Question

Which equation does the graph of the systems of equations solve?

ANSWER CHOICES:
x2 − 2x + 8 = x2 − 8x − 16
x2 + 6x + 8 = −x2 − 8x − 16
−x2 − 2x + 8 = 2x2 − 8x − 16
−x2 − 2x + 8 = 2x2 − 8x + 16

Answer 1

@princeharryyy
would you mind helping me, please?

Answer 2

just hold on a little bit. I will.

Answer 3

well, you could look for the axis of symmetry and that will give you the b and the a values for your equations.

Answer 4

well it is B again.

Answer 5

just insert the points in option 2 both of them satisfies.

Answer 6

So, it is B

Answer 7

You have two parabolas. A parabola with 2 real, distinct roots crosses the x-axis twice, once at each root. You have a parabola that crosses at \(x=-2\) and \(x=-4\) so those two values of \(x\) will both make the value of the equation be equal to \(0\). And you can also write the polynomial that has those roots in the form \[P(x) = a(x-r_1)(x-r_2)\]where \(a\) is a constant (often \(1\)) and \(r_1, r_2\) are the roots.

If we have roots of \(-2, -4\) as determined from looking at the graph, that means the parabola has the form\[P(x) = a(x-(-2))(x-(-4)) = a(x+2)(x+4)\]If we expand that factors, that becomes \[P(x) = a(x*2 + x*2 + x*4 + 2*4) = a(x^2 +6x +8)\]
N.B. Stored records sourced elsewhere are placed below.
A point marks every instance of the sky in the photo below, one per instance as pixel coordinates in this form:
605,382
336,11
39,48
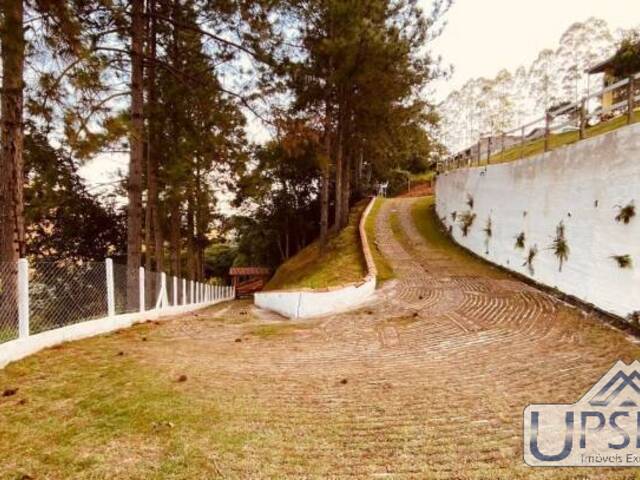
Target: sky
481,37
484,36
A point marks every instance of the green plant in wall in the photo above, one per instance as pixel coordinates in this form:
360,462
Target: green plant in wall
531,255
488,231
466,219
470,201
623,261
560,246
626,213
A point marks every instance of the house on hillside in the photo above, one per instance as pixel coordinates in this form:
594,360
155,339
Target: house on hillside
611,76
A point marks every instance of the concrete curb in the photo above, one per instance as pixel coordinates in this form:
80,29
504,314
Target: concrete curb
308,302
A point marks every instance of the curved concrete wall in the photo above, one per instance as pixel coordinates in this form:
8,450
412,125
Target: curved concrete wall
583,186
307,303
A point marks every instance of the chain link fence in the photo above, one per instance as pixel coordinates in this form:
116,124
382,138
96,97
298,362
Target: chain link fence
67,293
62,294
8,302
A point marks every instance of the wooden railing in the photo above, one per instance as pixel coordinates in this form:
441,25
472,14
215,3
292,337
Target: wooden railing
573,117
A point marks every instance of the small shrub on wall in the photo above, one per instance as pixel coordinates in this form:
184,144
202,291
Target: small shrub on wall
626,213
466,221
560,246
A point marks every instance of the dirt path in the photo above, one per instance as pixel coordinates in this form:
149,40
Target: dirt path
429,381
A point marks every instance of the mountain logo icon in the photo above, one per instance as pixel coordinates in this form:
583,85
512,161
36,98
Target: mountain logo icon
622,389
601,429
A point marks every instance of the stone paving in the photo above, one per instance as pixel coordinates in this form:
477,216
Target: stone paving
428,381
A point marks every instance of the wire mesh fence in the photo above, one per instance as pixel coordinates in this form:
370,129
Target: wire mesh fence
125,302
65,293
8,301
45,296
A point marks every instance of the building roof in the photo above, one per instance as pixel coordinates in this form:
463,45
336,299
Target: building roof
238,271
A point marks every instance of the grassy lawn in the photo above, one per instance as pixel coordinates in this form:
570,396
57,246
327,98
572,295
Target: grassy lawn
93,409
535,147
385,272
339,261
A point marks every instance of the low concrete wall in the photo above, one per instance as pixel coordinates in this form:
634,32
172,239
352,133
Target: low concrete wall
23,347
308,303
583,186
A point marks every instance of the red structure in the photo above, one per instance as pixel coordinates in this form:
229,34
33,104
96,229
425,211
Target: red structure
248,280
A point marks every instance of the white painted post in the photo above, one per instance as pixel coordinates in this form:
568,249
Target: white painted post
111,299
141,287
23,298
175,291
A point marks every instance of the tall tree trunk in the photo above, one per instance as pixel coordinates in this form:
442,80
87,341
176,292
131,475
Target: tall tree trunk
12,238
357,181
175,238
325,168
152,178
191,267
346,190
339,177
136,140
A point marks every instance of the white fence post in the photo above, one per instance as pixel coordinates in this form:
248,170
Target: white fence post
175,291
23,298
141,287
111,299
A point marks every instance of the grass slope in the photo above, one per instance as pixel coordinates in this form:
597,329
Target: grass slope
339,261
536,147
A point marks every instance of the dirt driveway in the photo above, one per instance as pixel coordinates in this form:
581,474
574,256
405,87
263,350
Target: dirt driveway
428,381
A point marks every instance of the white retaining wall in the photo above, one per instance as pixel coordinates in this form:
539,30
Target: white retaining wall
307,303
582,185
Any of the answer choices that does not have \(x^2+6x+8\) or a multiple of it on one side or the other must not be a valid answer choice. That immediately rules out all but choice B.

Answer 8

A parabola which touches the x-axis only in one place has a double root at that point, and can be written \[P(x) = a(x-r_1)^2\]Our intersecting parabola has its contact with the x axis at \(x=-4\), so it is of the form \[P(x) = a(x-(-4))^2 = a(x+4)^2 = a(x*x+4*x+4*x+4*4)\]\[P(x) = a(x^2+8x+16)\]and if we look at option B, we see that the right hand side is \[-x^2-8x-16\]which can be written as \[(-1)x^2 + (-1)(8x) + (-1)(16)=(-1)(x^2+8x+16)\]which means it is in the necessary form for a parabola which only touches the x axis at \(x=-4\).